Twitter had some bad news for fans of its looping-videos platform Vine yesterday: it’s shutting down.

“In the coming months we’ll be discontinuing the mobile app,” explained Vine in a blog post. “Nothing is happening to the apps, website or your Vines today. We value you, your Vines, and are going to do this the right way.”

That means keeping the Vine website (and all its content) online for now, while enabling people to download their Vine videos in advance of any change to that policy.

Although the news came as a shock, early analysis suggests it’s less of a surprise: if there was a successful business model with Vine, it was likely around the kind of branded content that’s gravitated towards Snapchat and Instagram instead.

Add in Vine’s copyright headaches for Twitter – think user-uploaded sports highlights – and a company strategy that’s focusing much more on live Periscope streams, and the shutdown isn’t so hard to understand.

It’s still a sad moment: for a time, Vine was a genuinely exciting new media format, and one that spawned a few musicians that have gone on to wider success (e.g. Shawn Mendes).

Vine’s shutdown may have made the most headlines overnight, but Twitter also announced its latest quarterly financial results yesterday. The social network has confirmed that it will cut 9% of its staff – around 350 people – as it seeks to cut costs and sharpen its business focus.

“We’re getting more disciplined about how we invest in the business, and we set a company goal of driving toward GAAP profitability in 2017,” claimed CFO Anthony Noto. An ambitious goal, given that in the first nine months of 2016, Twitter’s net losses totalled just under $290m.

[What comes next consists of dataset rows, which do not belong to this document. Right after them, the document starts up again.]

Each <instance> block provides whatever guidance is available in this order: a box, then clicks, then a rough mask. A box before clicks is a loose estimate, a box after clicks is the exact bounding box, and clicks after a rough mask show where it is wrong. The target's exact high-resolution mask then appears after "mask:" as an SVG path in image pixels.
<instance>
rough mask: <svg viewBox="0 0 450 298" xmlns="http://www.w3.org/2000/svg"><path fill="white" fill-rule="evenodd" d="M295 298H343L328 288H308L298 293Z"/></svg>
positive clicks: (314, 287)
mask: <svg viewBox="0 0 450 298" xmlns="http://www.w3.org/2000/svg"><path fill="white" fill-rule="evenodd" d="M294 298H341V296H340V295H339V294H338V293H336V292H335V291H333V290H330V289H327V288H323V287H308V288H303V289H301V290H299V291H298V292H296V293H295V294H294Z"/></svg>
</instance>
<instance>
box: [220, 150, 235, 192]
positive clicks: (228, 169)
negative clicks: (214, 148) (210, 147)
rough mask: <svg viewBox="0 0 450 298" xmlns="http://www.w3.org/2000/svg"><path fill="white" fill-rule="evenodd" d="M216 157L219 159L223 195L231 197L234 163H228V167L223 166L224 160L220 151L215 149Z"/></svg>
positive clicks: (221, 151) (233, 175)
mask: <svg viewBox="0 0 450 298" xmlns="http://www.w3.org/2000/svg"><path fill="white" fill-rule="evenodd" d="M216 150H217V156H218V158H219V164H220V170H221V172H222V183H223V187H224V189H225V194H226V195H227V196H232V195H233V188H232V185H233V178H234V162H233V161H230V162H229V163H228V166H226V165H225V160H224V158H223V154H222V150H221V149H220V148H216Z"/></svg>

Still, Twitter’s Q3 results actually beat analyst expectations: revenues up 8% year-on-year to $616m, and a net loss of $103m. Twitter’s average monthly active users (MAUs) were up 3% year-on-year to 317m, which is at least some growth if sluggish – even with nearly five times the users, Facebook reported 15% YoY growth in its last financials.

Twitter’s letter to shareholders is worth a read for its overview of the company’s strategy: livestreaming video remains a priority, with hints at plans to do more with topic-based feeds – music could well be one area for the latter.